Let us know imagine that this original surveyor is away on R&R break and not available for the next construction phase which is building the culvert headwall. The construction crew request survey setout to place the headwall formwork and a new field surveyor is tasked with the setout.
Because the original surveyor's adjusted design was performed in a field device, it is not available to the new surveyor. Because the culvert is on a large site with multiple survey crews, it is going to be difficult to find the person accountable for the change, making it difficult to discover the reasoning and solution behind the new design changes. Because the original on-site surveyor was purely looking at matching the culvert headwall and the pipe lengths, the approaching inlet drain is also not matching the new culvert headwall location and the earthworks batters above the headwall need to be re-worked.
The culvert crew are now waiting and watching as the new field surveyor attempts to reverse-engineer and re-design the headwall in the field to suit the pipe and blinding construction.
A more efficient way of managing this change would be for the original field surveyor to collect the as-constructed pipe length information and return the field data to the office. The field data would then be synchronised with the system and the accountable person notified.

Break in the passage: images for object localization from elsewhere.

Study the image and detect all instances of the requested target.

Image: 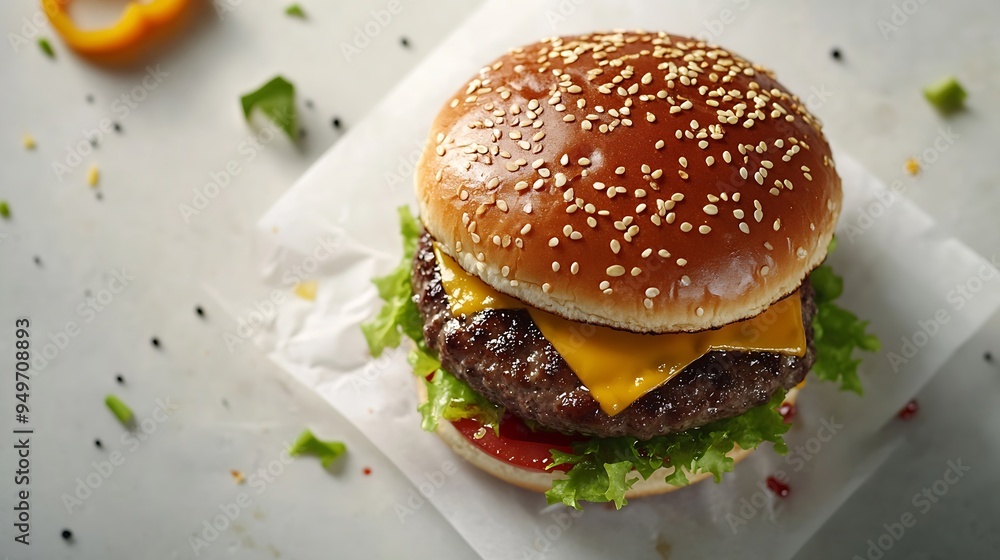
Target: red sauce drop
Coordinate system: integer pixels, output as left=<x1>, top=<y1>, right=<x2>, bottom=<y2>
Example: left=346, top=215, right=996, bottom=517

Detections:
left=766, top=476, right=790, bottom=497
left=778, top=402, right=797, bottom=424
left=897, top=399, right=919, bottom=420
left=362, top=467, right=372, bottom=476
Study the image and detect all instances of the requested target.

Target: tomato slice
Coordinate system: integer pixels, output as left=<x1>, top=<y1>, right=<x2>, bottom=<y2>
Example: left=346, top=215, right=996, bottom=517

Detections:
left=451, top=412, right=586, bottom=472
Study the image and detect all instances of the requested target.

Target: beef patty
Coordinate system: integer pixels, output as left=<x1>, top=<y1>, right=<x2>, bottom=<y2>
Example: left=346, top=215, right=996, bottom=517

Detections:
left=412, top=233, right=817, bottom=440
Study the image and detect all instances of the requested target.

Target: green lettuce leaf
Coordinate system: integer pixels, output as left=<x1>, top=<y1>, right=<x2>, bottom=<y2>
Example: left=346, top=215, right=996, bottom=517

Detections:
left=284, top=4, right=307, bottom=18
left=289, top=429, right=347, bottom=469
left=361, top=206, right=423, bottom=356
left=408, top=345, right=441, bottom=376
left=544, top=390, right=789, bottom=509
left=240, top=76, right=297, bottom=141
left=810, top=244, right=881, bottom=394
left=418, top=369, right=502, bottom=433
left=105, top=395, right=135, bottom=427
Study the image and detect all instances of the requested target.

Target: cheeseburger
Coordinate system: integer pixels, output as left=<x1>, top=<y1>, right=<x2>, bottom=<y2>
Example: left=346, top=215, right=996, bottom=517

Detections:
left=364, top=31, right=878, bottom=508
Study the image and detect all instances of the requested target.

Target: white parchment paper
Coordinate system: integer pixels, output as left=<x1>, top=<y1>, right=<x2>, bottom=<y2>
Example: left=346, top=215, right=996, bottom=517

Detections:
left=217, top=2, right=1000, bottom=558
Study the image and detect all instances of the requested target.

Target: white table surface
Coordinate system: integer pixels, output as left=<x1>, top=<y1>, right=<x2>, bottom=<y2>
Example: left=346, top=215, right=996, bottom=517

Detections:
left=1, top=1, right=998, bottom=559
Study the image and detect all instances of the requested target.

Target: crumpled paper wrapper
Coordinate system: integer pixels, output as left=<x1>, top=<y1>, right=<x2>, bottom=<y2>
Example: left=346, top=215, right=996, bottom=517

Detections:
left=212, top=1, right=1000, bottom=558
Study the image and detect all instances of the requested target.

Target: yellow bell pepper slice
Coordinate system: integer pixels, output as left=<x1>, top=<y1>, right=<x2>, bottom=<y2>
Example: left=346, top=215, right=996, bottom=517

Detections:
left=42, top=0, right=191, bottom=56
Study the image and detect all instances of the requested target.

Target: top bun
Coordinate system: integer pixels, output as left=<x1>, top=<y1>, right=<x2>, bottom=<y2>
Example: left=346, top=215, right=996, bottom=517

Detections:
left=415, top=31, right=841, bottom=333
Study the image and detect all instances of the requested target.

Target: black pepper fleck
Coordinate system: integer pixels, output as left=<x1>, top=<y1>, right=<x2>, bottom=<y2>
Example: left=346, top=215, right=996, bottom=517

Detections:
left=94, top=439, right=102, bottom=449
left=331, top=117, right=342, bottom=129
left=305, top=99, right=314, bottom=109
left=86, top=94, right=94, bottom=104
left=400, top=37, right=410, bottom=48
left=831, top=48, right=842, bottom=61
left=61, top=529, right=73, bottom=541
left=116, top=374, right=124, bottom=384
left=151, top=337, right=160, bottom=348
left=96, top=191, right=103, bottom=201
left=195, top=306, right=205, bottom=318
left=299, top=128, right=307, bottom=139
left=113, top=122, right=122, bottom=133
left=33, top=256, right=42, bottom=266
left=986, top=352, right=994, bottom=363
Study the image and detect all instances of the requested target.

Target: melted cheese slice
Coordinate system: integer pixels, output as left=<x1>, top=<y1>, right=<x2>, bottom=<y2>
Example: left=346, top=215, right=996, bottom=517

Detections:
left=435, top=245, right=806, bottom=416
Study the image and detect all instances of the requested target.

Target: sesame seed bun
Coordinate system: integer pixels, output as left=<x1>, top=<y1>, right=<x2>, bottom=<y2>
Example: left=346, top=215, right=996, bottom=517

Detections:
left=416, top=31, right=841, bottom=333
left=417, top=382, right=799, bottom=498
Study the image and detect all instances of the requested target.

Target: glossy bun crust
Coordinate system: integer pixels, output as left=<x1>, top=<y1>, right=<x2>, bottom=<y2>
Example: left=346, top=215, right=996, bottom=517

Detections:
left=416, top=31, right=841, bottom=333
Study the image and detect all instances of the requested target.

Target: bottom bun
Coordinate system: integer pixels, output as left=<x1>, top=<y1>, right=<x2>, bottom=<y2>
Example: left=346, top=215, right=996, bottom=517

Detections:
left=418, top=382, right=800, bottom=498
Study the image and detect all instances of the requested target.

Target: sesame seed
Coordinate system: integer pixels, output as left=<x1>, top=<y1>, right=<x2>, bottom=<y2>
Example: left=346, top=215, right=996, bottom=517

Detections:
left=658, top=249, right=670, bottom=258
left=655, top=139, right=665, bottom=149
left=548, top=237, right=559, bottom=247
left=552, top=262, right=561, bottom=272
left=610, top=239, right=621, bottom=253
left=542, top=283, right=552, bottom=293
left=703, top=204, right=718, bottom=215
left=644, top=298, right=654, bottom=309
left=600, top=280, right=611, bottom=290
left=676, top=258, right=687, bottom=266
left=645, top=287, right=660, bottom=298
left=520, top=224, right=532, bottom=235
left=698, top=225, right=711, bottom=234
left=571, top=262, right=580, bottom=274
left=706, top=156, right=715, bottom=166
left=606, top=265, right=626, bottom=277
left=773, top=218, right=781, bottom=231
left=739, top=222, right=750, bottom=234
left=696, top=307, right=704, bottom=316
left=680, top=275, right=691, bottom=286
left=680, top=222, right=693, bottom=232
left=761, top=266, right=770, bottom=276
left=554, top=173, right=567, bottom=187
left=578, top=157, right=591, bottom=166
left=615, top=166, right=626, bottom=175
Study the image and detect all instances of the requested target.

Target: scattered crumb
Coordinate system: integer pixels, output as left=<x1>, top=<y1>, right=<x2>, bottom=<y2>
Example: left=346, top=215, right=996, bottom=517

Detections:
left=293, top=280, right=318, bottom=301
left=655, top=534, right=672, bottom=559
left=904, top=158, right=920, bottom=176
left=230, top=469, right=246, bottom=484
left=87, top=164, right=100, bottom=187
left=22, top=133, right=36, bottom=150
left=271, top=226, right=279, bottom=233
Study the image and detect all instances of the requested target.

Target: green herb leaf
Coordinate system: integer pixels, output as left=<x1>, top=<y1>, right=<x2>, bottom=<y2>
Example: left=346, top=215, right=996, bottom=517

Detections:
left=285, top=4, right=307, bottom=18
left=361, top=206, right=423, bottom=356
left=545, top=390, right=790, bottom=509
left=0, top=200, right=10, bottom=219
left=289, top=429, right=347, bottom=469
left=38, top=38, right=55, bottom=59
left=418, top=369, right=502, bottom=433
left=810, top=263, right=881, bottom=394
left=105, top=395, right=134, bottom=426
left=240, top=76, right=297, bottom=141
left=923, top=76, right=967, bottom=113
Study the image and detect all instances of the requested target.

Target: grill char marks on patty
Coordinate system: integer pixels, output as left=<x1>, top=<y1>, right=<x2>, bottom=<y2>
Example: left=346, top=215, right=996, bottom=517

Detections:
left=412, top=233, right=817, bottom=440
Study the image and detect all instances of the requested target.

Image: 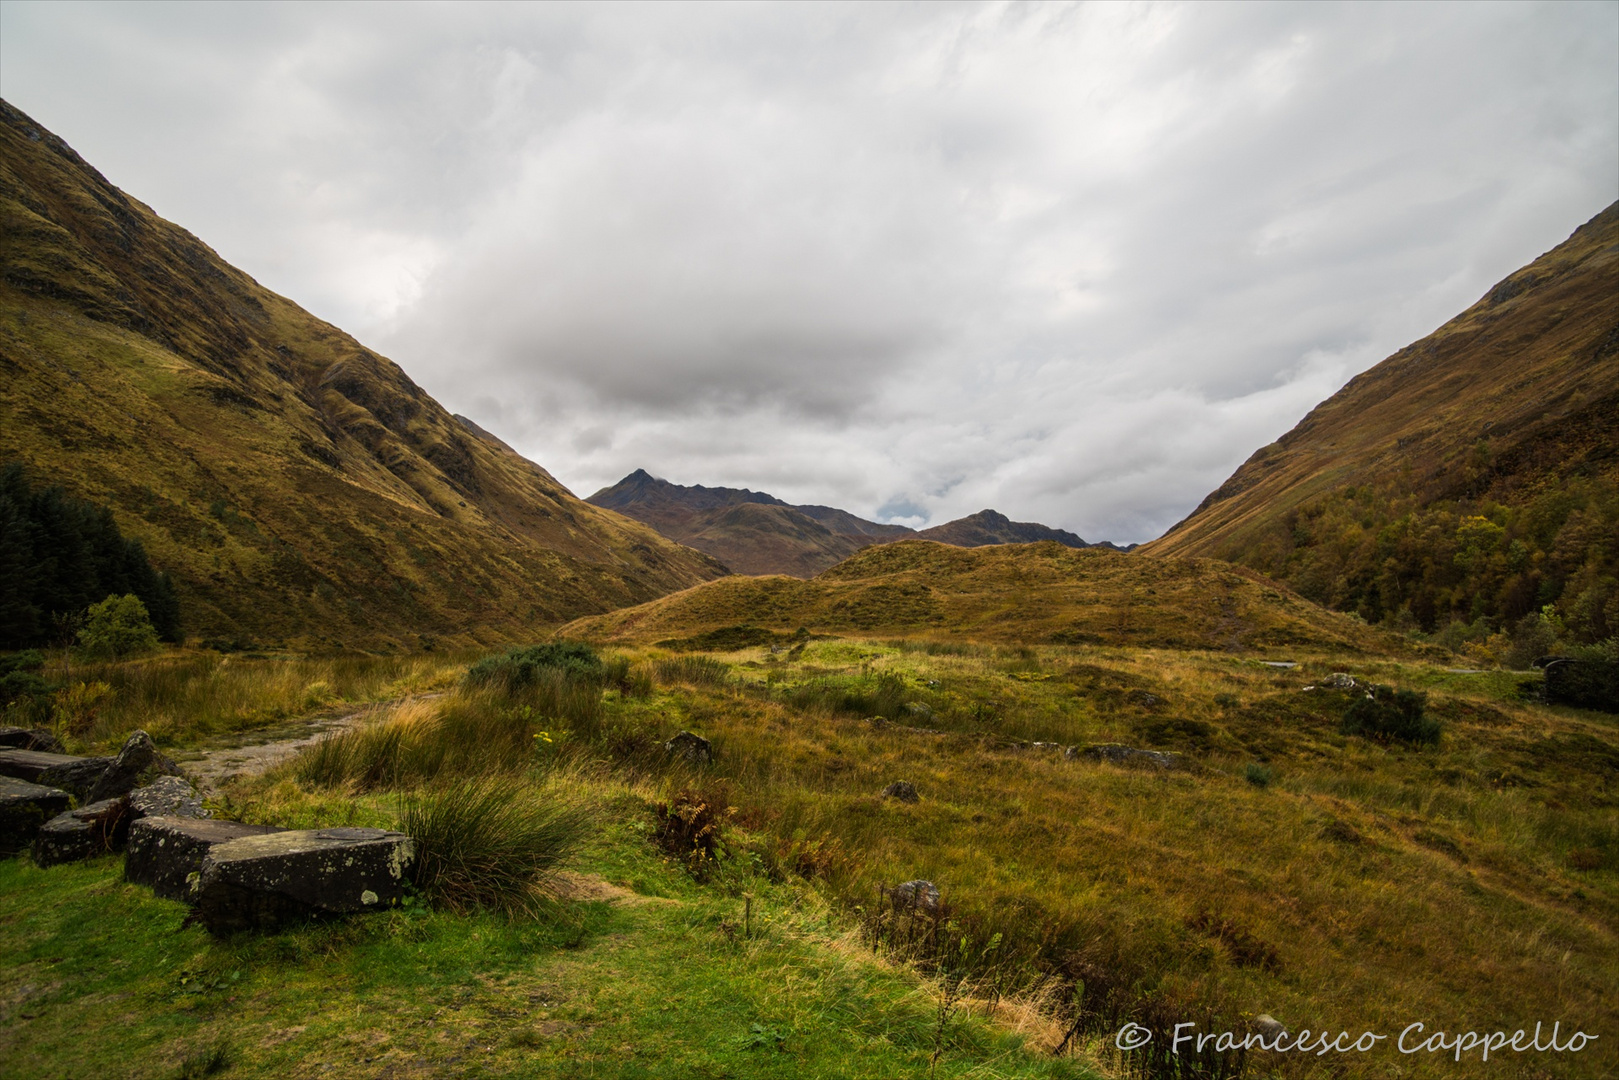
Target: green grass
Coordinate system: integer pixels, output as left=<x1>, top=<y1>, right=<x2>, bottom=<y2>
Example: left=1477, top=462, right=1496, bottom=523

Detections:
left=0, top=818, right=1089, bottom=1080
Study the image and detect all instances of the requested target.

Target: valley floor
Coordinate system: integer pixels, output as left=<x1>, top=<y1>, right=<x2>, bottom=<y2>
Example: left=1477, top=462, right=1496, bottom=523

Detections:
left=1, top=639, right=1615, bottom=1079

The office surveyor would then be responsible for adjusting the culvert design to suit the constructed pipe length and then checking these adjustments against all the adjoining design elements such as inlet drains and earthworks batters. This process may be in conjunction with other members of the project team such as designers, engineers and foreman.
Once satisfied with the amendments, the office surveyor could re-issue the corrected design(s) and synchronise this data across all survey crews, ensuring that the design data is consistent across all devices.
When the field party returns to setout the remaining culvert features, there will be no downtime and no need to manipulate the design in the field. They will also have total confidence that the new design will match all surrounding elements of the project.
Construction projects and survey departments in particular should consider the importance of establishing good survey data modelling and survey data management processes. Completed survey data modelling should be performed at an early stage of the project prior to construction to ensure that all design models are accurate and build-able before wasting valuable field resources.
Consideration should also be given to how survey data is going to be managed in a consistent, accountable and reliable way that will allow for efficient survey field operations. Utilising an efficient data management system will allow the contractor to realise the full efficiencies of their survey personnel and equipment.